There is also the community. You meet new people, many that you'd have never met otherwise. Gain a new perspective on things. You might discover new hobbies or sports. Maybe you learn a new culture. A new language, if you become Deaf. Some people even find religion, spirituality, or some other deeper meaning in their experience.
As time passes, you get used to some of the bad things from the previous paragraph, you learn how to work around the others, and you simply keep living with the ones that still piss you off. There might not be a time when a cervical spine injury stops causing you physical pain, but there might be a time when you manage your opioids as just another part of your day before picking up your son from school.
The key is to find balance. We don't need "pushing through chronic pain" to show that it's not that bad, we need a community that will help and be there when the chronic pain is, in fact, too bad to deal with. Does it suck that maybe you won't be able to go out because you have to stay in bed -- yes. It literally just does. But maybe your friends love you, and will come hang out with you rather than leaving you alone.

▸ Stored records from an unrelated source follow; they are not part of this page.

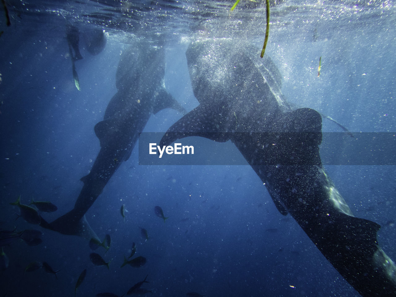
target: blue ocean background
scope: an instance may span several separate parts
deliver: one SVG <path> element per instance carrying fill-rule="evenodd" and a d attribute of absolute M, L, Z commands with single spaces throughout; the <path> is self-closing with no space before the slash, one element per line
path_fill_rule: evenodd
<path fill-rule="evenodd" d="M 214 36 L 231 37 L 236 44 L 248 40 L 261 48 L 265 20 L 257 14 L 264 13 L 264 2 L 261 10 L 253 12 L 241 6 L 244 13 L 234 17 L 227 8 L 232 1 L 216 8 L 223 11 L 219 15 L 204 10 L 202 14 L 190 12 L 194 17 L 189 18 L 183 16 L 188 10 L 169 10 L 180 3 L 155 2 L 154 15 L 164 14 L 158 9 L 163 6 L 173 18 L 158 17 L 158 27 L 134 31 L 121 25 L 110 27 L 104 21 L 101 27 L 87 21 L 96 19 L 76 16 L 89 9 L 118 7 L 116 1 L 71 1 L 68 6 L 56 1 L 6 2 L 11 19 L 7 27 L 0 10 L 0 224 L 19 231 L 39 229 L 44 234 L 37 246 L 17 240 L 4 247 L 9 265 L 0 272 L 0 296 L 72 296 L 84 269 L 87 276 L 77 296 L 102 292 L 121 296 L 147 275 L 149 283 L 144 287 L 153 289 L 154 296 L 191 291 L 208 297 L 360 296 L 294 220 L 278 211 L 249 166 L 139 165 L 137 145 L 86 214 L 99 238 L 111 237 L 108 251 L 97 250 L 107 262 L 111 261 L 109 270 L 91 263 L 85 240 L 17 219 L 19 210 L 9 204 L 20 194 L 24 204 L 33 198 L 51 201 L 58 210 L 42 215 L 49 221 L 72 208 L 82 187 L 80 179 L 89 173 L 100 148 L 93 127 L 117 91 L 120 54 L 134 38 L 163 35 L 165 86 L 189 111 L 198 103 L 185 51 L 196 27 L 206 26 Z M 153 3 L 133 5 L 143 11 Z M 266 53 L 282 74 L 285 98 L 331 116 L 354 133 L 396 133 L 393 2 L 285 1 L 274 9 Z M 124 17 L 117 21 L 129 21 Z M 257 20 L 263 22 L 254 22 Z M 74 85 L 68 56 L 67 21 L 109 32 L 98 55 L 80 48 L 84 59 L 76 65 L 81 91 Z M 151 16 L 149 21 L 157 21 Z M 162 26 L 162 32 L 158 31 Z M 152 116 L 144 131 L 165 132 L 181 116 L 163 110 Z M 342 130 L 324 120 L 323 131 Z M 240 154 L 236 148 L 234 153 Z M 354 215 L 381 225 L 379 242 L 396 259 L 394 166 L 325 169 Z M 125 220 L 122 204 L 128 211 Z M 169 217 L 165 223 L 155 215 L 156 206 Z M 147 230 L 147 241 L 139 227 Z M 147 263 L 120 268 L 133 242 L 136 255 L 146 257 Z M 57 279 L 43 269 L 24 273 L 35 261 L 60 270 Z"/>

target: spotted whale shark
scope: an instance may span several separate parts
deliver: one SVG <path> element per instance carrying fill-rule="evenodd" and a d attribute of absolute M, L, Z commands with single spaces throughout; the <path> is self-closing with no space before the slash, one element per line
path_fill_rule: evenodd
<path fill-rule="evenodd" d="M 320 114 L 287 103 L 278 69 L 259 53 L 225 38 L 192 43 L 186 55 L 200 105 L 160 145 L 188 136 L 230 140 L 278 210 L 291 215 L 359 293 L 396 296 L 396 266 L 377 241 L 379 225 L 353 215 L 322 165 Z"/>
<path fill-rule="evenodd" d="M 137 42 L 124 51 L 116 74 L 117 92 L 104 119 L 95 126 L 100 150 L 73 208 L 51 223 L 41 225 L 61 233 L 97 238 L 85 215 L 122 162 L 127 161 L 152 114 L 166 108 L 184 109 L 164 83 L 165 50 L 149 42 Z"/>

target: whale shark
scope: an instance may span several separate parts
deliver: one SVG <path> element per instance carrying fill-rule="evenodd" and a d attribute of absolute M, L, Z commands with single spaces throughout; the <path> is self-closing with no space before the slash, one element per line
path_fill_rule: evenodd
<path fill-rule="evenodd" d="M 149 42 L 137 42 L 124 51 L 116 74 L 117 93 L 109 102 L 103 120 L 95 126 L 101 148 L 73 208 L 51 223 L 41 225 L 61 233 L 97 239 L 85 215 L 121 164 L 127 161 L 152 114 L 164 109 L 185 112 L 166 90 L 164 83 L 165 50 Z"/>
<path fill-rule="evenodd" d="M 160 145 L 188 136 L 230 140 L 265 185 L 362 296 L 396 296 L 396 266 L 379 246 L 378 224 L 355 217 L 322 164 L 322 118 L 293 109 L 282 76 L 259 50 L 226 38 L 202 38 L 186 52 L 200 105 L 172 125 Z"/>

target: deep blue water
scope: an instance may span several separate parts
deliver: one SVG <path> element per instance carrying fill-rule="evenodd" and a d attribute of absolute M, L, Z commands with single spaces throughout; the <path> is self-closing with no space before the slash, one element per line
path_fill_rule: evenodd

Similarly, it does suck if your entire life was soccer and you lose your leg. You first go through shock. Then the 5 stages of grief, in a randomized order, like three to ten times. It's all meaningless and over and all that. But human beings generally try to find solutions and adapt, grieving forever is not exactly helpful. So maybe you try to go back to playing, but on crutches. It either does or doesn't work. Maybe your prosthetist gives you a flyer from a local amputee soccer team that's looking for players. Will it be the same -- no. It could be worse, just too different, or it could be better, because you are now around people who you know for a fact understand you. And if it doesn't work out? You try other stuff. Maybe you end up playing water polo, because it's the one sport where you feel "like before". Or get into video games about sports, or start doing videos about soccer and talk about it with others online. Maybe you never fully find your "thing", and just hop from hyperfixation to hyperfixation looking for what hits right, ending up exposed to hobbies you never even considered doing before. At least you're no longer just playing a stage of grief slot machine.

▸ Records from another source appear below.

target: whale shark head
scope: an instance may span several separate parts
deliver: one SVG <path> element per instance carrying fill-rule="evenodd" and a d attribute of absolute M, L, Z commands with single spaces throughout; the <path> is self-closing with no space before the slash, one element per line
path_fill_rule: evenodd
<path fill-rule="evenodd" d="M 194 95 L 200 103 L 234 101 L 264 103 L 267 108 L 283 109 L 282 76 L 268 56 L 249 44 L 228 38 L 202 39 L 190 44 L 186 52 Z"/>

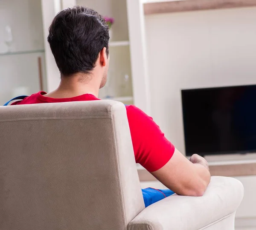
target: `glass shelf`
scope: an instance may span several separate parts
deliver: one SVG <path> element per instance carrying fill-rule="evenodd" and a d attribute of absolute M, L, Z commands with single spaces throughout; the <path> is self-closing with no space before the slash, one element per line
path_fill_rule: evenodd
<path fill-rule="evenodd" d="M 25 51 L 17 51 L 17 52 L 9 52 L 7 53 L 1 53 L 0 56 L 10 56 L 11 55 L 19 55 L 23 54 L 36 54 L 38 53 L 44 53 L 44 49 L 38 49 L 36 50 L 29 50 Z"/>

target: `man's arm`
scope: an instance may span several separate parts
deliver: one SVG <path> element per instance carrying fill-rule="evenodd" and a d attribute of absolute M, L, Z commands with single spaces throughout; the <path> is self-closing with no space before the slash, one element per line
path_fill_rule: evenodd
<path fill-rule="evenodd" d="M 126 109 L 137 163 L 175 193 L 202 196 L 210 177 L 206 161 L 197 155 L 189 161 L 151 118 L 134 106 Z"/>
<path fill-rule="evenodd" d="M 167 163 L 151 173 L 168 188 L 180 195 L 201 196 L 209 184 L 211 175 L 204 158 L 194 155 L 189 161 L 175 149 Z"/>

I just don't think disability is fundamentally different from any other makes-your-life-harder event. It's like if you had a partner, but ended up breaking up or divorcing. You cycle through stages of grief, tell yourself it's over and horrible forever, all that ad nauseam. But eventually you'll probably meet someone new. Now, it won't be the same person. Maybe they're worse in some things, or do some differently, and you're not used to them. But they have their own charm too, and you eventually learn how to function together. At no point do you develop amnesia about your past relationship, but you're satisfied with where you are now regardless. I don't think this ending would be a bad thing.
There doesn't have to be a moment where the character 100% accepts their disability with everything that comes with it. I don't think most people do. I don't like the way my eyes work or hurt from such rare events as "sunlight", but I simply try to adapt to the way they are. There's really not much choice.
The disability experience simply has parts that are bad. There is no way of genuinely showing pissing yourself or having a migraine as a positive thing, I don't think there's literally any point in pretending these are pleasant. But they're just one part of life of that disabled person. If the positive parts are shown too, it won't be solely bad.